Review: 'The Teachers' Lounge' is a nail-biting thriller that will keep you guessing

The film is on the Oscars shortlist for best international feature film.

January 5, 2024, 4:11 AM
Leonie Benesch appears in a scene from the film, "The Teacher's Lounge."
Leonie Benesch appears in a scene from the film, "The Teacher's Lounge."
Sony Pictures Classics

Everyone who's ever been to school knows that a classroom is the world in miniature. And "The Teachers' Lounge," now in theaters, knows how to send that message in the form of a nail-biting thriller that deservedly put Germany on the Oscar shortlist for best international film.

Riveting from first scene to last, "The Teachers' Lounge" takes off like a rocket from the moment that newbie instructor Carla Nowak, played by the sensational Leonie Benesch (Prince Philip's sister on "The Crown"), suspects that something is wrong in her circumscribed world as a Polish emigre teaching math and physical education at a German middle school.

A series of thefts at Carla's school puts students on edge, with faculty suspicion wrongly falling on one of Carla's students, Ali (Can Rodenbostel), the son of Turkish immigrants. The immigrant angle clearly interests İlker Çatak, a German writer-director of Turkish descent, who is alert to racial and class bias, especially as certain students are searched for carrying extra cash.

PHOTO: Leonie Benesch, left, and Leonard Stettnisch appear in a scene from the film, "The Teacher's Lounge."
Leonie Benesch, left, and Leonard Stettnisch appear in a scene from the film, "The Teacher's Lounge."
Sony Pictures Classics

Carla feels the same sensitivity, given her Polish roots, which alienate her colleagues who perceive her do-gooder attitude as unearned moral superiority. Carla is particularly distressed when fellow teachers Milosz Dudek (Rafael Stachowiak) and Thomas Liebenwerda (Michael Klammer) encourage students to spy and snitch on their peers.

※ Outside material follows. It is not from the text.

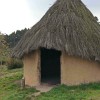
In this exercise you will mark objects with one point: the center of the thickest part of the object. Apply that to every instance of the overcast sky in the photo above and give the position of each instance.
(18, 14)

As tempers flare, pitting seventh graders against teachers, parents and school administrators, the ever idealistic Carla sets out to prove Ali's innocence. In the process, she inadvertently sparks chaos since she didn't wait for authorization to leave a laptop camera open on her desk in the lounge in a sting to catch the culprit in the act of stealing a wallet she's left out in the open.

Panic ensues when the camera catches just one sleeve of a blouse with a distinctive star pattern on it that Carla assumes belongs to office staffer Friederike Kuhn (Eva Löbau). When Carla confronts the woman, she angrily denies the charge, threatening legal action against the principal, Dr. Bettina Böhm (Anne-Kathrin Gummich), who knows the rules forbid any secret recording on campus.

PHOTO:  Leonie Benesch appears in a scene from the film, "The Teacher's Lounge."
Leonie Benesch appears in a scene from the film, "The Teacher's Lounge."
Sony Pictures Classics

What's Carla to do, especially since Friederike is the mother of Carla's pet student, Oskar (Leo Stettnisch, nailing every nuance)? Oskar threatens Carla with "consequences" if she doesn't publicly apologize to his mom. Those consequences include a smear campaign against Carla that Oskar orchestrates with the sole purpose of ruining Carla's reputation and career.

With the school now divided into war zones, Carla must fight against becoming collateral damage.

The tension escalates to such unbearable levels -- the score by Marvin Miller will shatter your nerves with its screeching violins -- that Carla conducts her class in a communal primal scream that you may want to share.

By never leaving the school grounds, Çatak sets up a hothouse atmosphere that is primed to explode. And does it ever. At the climax, a major character is carried out of the school like a hero on the shoulders of students.

PHOTO: Leonard Stettnisch appears in a scene from the film, "The Teacher's Lounge."
Leonard Stettnisch appears in a scene from the film, "The Teacher's Lounge."
Sony Pictures Classics

It's not who you think it is, another reason why "The Teachers' Lounge" will keep you guessing, as a tale of petty theft at a German middle school becomes a battle between freedom of expression and institutional control all too easy to recognize as our own.